One thing that's clear right off the bat is that he has a hard time inviting you to bed. I presume you've asked him why? Is it because he fears rejection, has performance fears, or is it just low drive alone? 

Has he had his testosterone levels checked?

Another thing that's clear to me is that you have developed some body image issues... whether merited or not. I know it's really hard, but try and make a point to work out for at least 20 minutes a day. I've been doing that recently and it's helped me a lot, for no other reason than I have more energy and really feel better about myself.


----------



## waiwera (Sep 8, 2009)

He sounds very immature... all this grabbing boobs stuff and drunken yelling from the bedroom

First thing is you both need to talk about this... you can't keep trying to guess if he or she is in the mood. 

Having said that... unless were talking dirty we rarely ASK each other for sex. It just happens. 
There's loves and cuddles during day then theres a wink and a nod at bedtime!

But we know each others signals and gestures.. the way he holds my gaze, sitting real close to watch tv, little pat on the arse as he walks by.

What does your husband do to signal (without words) he'd like some sex?


----------



## Browncoat (Mar 25, 2012)

waiwera said:


> He sounds very immature... all this grabbing boobs stuff and drunken yelling from the bedroom


LOL I'd agree with that.
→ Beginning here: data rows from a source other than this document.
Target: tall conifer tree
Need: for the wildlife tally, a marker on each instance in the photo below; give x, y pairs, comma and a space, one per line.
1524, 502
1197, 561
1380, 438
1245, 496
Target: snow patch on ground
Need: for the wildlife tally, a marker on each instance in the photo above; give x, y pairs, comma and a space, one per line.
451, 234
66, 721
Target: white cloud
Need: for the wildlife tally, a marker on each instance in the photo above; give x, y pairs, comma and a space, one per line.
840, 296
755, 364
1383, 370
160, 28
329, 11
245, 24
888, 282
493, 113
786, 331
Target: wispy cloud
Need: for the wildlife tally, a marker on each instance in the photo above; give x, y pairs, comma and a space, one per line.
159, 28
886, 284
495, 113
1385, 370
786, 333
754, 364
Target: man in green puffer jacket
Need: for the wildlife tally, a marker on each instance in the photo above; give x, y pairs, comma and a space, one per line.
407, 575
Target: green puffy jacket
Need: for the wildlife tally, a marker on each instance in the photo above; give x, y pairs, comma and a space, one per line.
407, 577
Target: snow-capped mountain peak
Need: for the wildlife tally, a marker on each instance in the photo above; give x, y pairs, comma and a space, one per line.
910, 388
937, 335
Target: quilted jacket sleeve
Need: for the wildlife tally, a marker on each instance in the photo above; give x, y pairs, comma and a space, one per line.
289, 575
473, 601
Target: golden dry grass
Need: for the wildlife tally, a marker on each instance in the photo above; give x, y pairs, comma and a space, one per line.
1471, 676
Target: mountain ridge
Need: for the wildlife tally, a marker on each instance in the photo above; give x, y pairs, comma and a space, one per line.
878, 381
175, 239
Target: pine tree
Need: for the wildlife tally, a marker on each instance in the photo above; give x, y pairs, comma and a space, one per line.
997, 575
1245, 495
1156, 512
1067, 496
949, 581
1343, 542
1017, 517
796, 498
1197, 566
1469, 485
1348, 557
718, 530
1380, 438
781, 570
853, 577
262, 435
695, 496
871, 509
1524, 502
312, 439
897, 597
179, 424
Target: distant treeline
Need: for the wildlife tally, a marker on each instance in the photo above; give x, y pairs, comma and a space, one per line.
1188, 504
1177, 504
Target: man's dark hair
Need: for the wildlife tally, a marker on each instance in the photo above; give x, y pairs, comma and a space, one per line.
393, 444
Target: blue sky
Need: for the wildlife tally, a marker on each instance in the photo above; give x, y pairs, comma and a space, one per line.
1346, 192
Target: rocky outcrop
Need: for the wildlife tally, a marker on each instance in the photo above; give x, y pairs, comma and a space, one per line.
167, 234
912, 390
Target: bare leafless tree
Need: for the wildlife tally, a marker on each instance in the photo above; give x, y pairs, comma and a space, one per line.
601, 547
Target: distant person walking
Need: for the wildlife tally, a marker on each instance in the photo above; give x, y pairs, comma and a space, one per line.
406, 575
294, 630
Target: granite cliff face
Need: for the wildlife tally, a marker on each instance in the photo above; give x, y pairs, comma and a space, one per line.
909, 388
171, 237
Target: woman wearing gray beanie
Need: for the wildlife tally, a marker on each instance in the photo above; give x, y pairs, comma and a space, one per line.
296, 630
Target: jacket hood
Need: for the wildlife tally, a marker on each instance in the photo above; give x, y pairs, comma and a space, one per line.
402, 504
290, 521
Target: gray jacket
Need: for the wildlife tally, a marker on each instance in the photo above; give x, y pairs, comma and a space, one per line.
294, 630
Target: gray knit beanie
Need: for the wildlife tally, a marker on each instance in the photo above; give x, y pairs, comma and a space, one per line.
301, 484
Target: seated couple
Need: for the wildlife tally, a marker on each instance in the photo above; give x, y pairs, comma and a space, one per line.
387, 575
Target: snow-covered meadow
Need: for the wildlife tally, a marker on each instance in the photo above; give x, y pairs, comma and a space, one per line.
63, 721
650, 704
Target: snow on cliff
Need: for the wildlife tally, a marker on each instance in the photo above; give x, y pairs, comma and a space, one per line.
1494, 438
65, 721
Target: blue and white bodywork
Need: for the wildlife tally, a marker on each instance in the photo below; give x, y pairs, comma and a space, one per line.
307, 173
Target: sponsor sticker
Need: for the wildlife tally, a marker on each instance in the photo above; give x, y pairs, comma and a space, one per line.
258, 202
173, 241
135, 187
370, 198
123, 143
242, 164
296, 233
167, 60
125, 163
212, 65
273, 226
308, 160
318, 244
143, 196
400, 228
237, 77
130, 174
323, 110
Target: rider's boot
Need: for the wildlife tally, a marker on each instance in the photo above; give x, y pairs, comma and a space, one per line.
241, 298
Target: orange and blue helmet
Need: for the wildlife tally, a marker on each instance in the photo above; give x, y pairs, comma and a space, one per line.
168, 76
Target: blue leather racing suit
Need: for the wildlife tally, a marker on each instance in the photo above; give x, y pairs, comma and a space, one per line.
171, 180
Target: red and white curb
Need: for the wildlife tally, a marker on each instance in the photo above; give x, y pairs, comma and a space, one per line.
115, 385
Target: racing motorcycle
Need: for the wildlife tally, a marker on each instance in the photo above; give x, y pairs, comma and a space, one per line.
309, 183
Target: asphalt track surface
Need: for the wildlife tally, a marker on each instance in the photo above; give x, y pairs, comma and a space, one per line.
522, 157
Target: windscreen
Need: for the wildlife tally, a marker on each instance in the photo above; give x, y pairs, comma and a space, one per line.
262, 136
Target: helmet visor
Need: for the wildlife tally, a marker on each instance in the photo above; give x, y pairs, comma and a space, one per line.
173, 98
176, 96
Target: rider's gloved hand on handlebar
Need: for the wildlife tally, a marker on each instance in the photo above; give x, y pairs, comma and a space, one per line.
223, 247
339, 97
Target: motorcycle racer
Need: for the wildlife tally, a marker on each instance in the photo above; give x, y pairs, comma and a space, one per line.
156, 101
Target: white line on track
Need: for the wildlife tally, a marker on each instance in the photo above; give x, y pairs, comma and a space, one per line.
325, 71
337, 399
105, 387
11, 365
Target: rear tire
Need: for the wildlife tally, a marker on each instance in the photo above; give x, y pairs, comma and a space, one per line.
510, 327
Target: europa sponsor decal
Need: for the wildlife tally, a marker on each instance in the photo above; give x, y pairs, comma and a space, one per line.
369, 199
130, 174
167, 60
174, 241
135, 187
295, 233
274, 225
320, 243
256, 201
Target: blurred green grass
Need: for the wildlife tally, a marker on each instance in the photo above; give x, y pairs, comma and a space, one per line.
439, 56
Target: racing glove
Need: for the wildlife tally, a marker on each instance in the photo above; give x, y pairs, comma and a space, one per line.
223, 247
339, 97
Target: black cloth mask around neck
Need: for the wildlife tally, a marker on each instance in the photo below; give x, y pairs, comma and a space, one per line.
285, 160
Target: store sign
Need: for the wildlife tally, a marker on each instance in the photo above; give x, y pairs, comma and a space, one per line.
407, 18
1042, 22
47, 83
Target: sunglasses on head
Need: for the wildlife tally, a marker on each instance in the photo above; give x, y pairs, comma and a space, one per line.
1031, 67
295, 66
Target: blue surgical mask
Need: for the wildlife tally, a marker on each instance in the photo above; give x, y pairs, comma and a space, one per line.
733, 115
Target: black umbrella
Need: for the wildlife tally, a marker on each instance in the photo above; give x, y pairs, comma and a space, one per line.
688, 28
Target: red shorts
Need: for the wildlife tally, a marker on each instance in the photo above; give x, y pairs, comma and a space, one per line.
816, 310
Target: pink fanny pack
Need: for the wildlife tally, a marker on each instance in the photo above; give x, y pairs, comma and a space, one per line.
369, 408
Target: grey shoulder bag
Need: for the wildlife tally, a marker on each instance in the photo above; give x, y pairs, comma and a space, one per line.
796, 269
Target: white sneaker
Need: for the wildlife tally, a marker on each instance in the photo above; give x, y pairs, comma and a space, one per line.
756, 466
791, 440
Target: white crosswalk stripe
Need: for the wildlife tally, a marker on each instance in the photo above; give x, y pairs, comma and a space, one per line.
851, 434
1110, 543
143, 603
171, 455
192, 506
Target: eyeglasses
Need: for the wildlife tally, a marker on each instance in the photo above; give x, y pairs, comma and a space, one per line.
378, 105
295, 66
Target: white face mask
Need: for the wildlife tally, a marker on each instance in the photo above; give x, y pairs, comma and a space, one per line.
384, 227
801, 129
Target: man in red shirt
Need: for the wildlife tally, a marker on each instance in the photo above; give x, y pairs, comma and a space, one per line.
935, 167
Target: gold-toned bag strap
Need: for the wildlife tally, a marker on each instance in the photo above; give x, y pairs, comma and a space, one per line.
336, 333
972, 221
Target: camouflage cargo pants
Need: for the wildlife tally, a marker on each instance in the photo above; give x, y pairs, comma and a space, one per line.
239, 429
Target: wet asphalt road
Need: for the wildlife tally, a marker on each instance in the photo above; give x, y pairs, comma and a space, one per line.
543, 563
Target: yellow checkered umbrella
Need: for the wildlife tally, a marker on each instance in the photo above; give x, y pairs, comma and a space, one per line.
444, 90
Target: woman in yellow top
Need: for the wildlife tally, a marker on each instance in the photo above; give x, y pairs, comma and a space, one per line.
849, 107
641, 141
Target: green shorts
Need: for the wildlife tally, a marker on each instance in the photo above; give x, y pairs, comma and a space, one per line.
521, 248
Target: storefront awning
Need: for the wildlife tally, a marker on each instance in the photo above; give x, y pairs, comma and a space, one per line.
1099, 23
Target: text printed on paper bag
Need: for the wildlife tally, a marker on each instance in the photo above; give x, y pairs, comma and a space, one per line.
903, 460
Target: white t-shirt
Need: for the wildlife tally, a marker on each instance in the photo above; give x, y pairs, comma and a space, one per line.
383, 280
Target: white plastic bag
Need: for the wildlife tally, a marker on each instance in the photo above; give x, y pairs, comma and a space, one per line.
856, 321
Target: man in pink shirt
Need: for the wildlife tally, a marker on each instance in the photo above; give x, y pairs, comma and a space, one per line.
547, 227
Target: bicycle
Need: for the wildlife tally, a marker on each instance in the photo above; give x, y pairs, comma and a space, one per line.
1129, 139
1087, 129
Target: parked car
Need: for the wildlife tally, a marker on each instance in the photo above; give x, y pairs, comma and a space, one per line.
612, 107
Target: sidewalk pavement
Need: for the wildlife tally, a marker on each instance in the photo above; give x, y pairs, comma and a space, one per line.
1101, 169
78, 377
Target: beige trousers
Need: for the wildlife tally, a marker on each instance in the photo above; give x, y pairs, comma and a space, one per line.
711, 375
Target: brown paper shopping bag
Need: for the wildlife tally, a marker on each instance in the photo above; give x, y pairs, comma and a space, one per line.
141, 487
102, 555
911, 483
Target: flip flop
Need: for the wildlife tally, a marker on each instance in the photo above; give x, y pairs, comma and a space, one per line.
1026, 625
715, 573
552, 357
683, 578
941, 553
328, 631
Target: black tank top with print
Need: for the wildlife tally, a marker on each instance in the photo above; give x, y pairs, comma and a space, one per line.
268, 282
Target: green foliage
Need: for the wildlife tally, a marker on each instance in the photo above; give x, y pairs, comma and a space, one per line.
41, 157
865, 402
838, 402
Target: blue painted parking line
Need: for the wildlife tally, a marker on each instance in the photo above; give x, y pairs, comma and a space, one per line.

Sounds like a frat boy.


----------



## superstar5 (Apr 13, 2012)

Well I do agree that its weird to ask for it in the manner I suggested, and that it usually just happens with less direct ques, I'm just willing to go along with being directly asked as I am at a loss of what else to do at this point. He doesn't make attempts to give signals now, because I was finding his previous attempts awkard and turn offs and responded as such (Boob grabbing, etc). I don't know why this is a problem now, but not the beginning of our marriage...perhaps we just aren't connecting on the same page at this point and in time that will change.


----------



## Enchantment (May 11, 2011)

Hi superstar ~

It seems like there's a bit of miscommunication between you and your husband.

Have YOU ever instigated any of these discussions with your husband, so that you aren't taken aback at an inconvenient time?

If I were you, I would start one of these discussions and broaden it to the overall state of your marriage. In particular, coming to an agreement that you both feel sexual intimacy is important, that you both feel it is helpful if both of you have opportunities to initiate that intimacy, and discussing things that turn you on or turn you off will be helpful.

As well, discussing why your husband doesn't want to initiate sex, and why you don't want to initiate communication should be on your list to think about.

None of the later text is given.